Perhaps, Vice President Mike Pence was onto something when news spread that he went to extraordinary lengths to avoid the appearance of sexual impropriety. During the 2016 presidential campaign, Pence’s home newspaper wrote, “During his 12 years in Congress, Pence had rules to avoid any infidelity temptations, or even rumors of impropriety. Those included requiring that any aide who had to work late to assist him be male, never dining alone with a woman other than his wife, and not attending an event where alcohol is served unless (wife) Karen was there.”
When these reports initially circulated, remember how observers ridiculed and scoffed at Pence?
Well, Pence’s Rules of Engagement might be looked upon more favorably by men right now.

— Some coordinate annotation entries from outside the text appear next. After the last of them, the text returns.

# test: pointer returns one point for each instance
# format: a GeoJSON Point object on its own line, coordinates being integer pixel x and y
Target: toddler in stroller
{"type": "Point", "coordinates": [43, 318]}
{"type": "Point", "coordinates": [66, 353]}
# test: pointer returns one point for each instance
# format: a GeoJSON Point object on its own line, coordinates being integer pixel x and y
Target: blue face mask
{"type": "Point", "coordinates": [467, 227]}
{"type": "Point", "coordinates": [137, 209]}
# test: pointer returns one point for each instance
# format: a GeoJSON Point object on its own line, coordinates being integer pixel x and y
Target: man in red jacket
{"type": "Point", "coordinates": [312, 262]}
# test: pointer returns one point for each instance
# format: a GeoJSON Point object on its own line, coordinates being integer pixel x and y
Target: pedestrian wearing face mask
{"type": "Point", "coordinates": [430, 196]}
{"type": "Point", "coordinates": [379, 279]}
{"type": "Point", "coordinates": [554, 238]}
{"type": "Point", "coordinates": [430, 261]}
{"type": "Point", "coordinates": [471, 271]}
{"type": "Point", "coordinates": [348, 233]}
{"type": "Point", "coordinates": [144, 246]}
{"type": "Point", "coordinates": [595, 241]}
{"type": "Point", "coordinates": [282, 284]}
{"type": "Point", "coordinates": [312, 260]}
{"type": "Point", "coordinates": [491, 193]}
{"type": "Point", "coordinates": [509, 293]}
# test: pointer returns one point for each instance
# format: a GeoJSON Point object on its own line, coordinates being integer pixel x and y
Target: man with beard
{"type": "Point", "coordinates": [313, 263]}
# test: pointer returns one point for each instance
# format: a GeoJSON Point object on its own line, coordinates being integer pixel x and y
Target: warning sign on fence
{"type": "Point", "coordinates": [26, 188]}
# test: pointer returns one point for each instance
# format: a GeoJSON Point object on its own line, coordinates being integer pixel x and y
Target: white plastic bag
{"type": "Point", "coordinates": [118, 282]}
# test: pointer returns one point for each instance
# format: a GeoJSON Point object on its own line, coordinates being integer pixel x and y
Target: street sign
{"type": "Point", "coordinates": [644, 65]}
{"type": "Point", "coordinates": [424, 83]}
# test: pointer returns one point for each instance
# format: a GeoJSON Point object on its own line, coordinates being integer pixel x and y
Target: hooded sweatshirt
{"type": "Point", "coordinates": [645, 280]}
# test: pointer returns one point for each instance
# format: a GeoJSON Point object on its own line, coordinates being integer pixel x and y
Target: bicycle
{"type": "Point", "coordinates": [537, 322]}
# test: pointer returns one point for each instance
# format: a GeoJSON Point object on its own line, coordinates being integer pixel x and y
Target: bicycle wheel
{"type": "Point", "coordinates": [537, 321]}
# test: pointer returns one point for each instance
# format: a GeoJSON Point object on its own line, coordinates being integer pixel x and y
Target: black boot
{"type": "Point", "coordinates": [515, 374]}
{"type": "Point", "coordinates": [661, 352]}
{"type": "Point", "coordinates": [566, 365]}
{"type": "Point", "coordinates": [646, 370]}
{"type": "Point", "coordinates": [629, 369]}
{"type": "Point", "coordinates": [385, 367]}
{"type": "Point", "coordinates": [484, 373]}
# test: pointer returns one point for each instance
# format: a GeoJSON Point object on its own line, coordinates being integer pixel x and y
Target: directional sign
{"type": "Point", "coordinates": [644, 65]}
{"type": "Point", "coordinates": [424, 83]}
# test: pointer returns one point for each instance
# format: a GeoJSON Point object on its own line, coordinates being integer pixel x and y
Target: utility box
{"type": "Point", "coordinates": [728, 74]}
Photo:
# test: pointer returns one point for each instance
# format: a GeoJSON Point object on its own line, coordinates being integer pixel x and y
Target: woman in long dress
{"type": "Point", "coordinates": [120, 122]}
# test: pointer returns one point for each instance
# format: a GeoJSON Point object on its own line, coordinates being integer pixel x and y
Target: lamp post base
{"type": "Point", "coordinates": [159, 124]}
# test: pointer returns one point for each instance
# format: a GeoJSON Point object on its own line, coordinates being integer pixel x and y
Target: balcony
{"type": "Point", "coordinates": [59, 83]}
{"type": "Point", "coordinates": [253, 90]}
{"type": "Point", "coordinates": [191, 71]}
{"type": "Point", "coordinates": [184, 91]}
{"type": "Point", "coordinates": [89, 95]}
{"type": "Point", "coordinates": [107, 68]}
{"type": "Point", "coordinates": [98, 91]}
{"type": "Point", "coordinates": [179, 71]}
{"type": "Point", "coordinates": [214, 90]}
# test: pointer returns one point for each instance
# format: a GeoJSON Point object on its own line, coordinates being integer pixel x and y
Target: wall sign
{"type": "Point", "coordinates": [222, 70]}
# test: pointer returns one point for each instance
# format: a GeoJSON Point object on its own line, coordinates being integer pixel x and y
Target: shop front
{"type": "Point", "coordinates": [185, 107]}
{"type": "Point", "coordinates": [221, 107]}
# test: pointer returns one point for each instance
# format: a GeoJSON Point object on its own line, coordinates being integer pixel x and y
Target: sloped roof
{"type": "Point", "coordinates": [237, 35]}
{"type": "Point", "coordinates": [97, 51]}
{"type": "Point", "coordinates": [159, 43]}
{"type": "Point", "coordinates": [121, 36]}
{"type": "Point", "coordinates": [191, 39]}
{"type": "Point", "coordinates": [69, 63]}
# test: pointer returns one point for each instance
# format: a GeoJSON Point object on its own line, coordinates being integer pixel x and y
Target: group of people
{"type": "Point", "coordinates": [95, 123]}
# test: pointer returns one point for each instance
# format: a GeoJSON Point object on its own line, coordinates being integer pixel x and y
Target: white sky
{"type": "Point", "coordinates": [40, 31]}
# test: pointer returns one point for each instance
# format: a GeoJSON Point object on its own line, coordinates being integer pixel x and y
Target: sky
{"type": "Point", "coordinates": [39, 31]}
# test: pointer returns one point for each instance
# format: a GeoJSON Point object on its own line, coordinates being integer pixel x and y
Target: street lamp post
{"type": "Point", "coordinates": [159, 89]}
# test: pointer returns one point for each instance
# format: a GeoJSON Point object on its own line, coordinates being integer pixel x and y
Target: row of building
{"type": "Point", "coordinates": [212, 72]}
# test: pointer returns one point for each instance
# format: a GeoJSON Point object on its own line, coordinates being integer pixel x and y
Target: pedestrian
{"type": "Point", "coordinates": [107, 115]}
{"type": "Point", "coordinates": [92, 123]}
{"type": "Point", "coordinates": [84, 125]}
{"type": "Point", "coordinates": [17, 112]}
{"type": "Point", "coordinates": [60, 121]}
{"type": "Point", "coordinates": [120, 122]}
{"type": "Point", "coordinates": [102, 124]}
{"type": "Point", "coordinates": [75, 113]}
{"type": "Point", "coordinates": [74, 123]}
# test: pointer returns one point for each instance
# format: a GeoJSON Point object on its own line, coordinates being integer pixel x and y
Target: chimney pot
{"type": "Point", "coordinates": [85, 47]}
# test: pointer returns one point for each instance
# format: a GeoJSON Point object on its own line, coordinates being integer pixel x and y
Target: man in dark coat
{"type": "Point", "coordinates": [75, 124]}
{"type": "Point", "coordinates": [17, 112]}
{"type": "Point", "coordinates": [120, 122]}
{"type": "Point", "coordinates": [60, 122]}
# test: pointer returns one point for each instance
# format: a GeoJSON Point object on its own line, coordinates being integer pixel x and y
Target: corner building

And there is Shannon Sharpe, pro football Hall of Famer and co-host of the sports talk show “Undisputed,” which airs daily on the Fox Sports 1 network. Months before the Weinstein revelations, Sharpe, on his show, openly discussed his policy to “refuse to ride the elevator with a single female.”
Suppose you are a black guy aiming to withdraw money from an ATM machine after normal banking hours. And suppose you see a white female inside using the ATM. And what if she is alone? At night.
What do you do?
Remember the Tulsa Riots, Memorial Day 1921. That’s when false sexual reports resulted in deadly mayhem. Some of the details are sketchy, but, according to the Oklahoma Historical Society, it is clear the matter involved a black male shoeshine worker and a white female elevator operator.
The black male either accidentally stepped on her toe while entering an elevator, or tripped over her foot or the elevator threshold, or engaged in a lovers’ quarrel (it’s been suggested they were acquainted). In any regard, the white female screamed; the black male fled the building. Assumptions turned into rape allegations.
After the black male’s arrest, several armed black men surrounded the courthouse ostensibly to protect him. Then, as many as 2,000 white vigilantes took up firearms. When the maelstrom ended, 1,200 black homes, businesses and churches had been torched in Tulsa’s Greenwood section, known as “the Black Wall Street.”
As many as 300 people were killed, with most of them black, in one of the deadliest race riots in U.S. history.
With that, if men are increasingly jittery about being alone with women in work settings, perhaps there are valid reasons for their fears.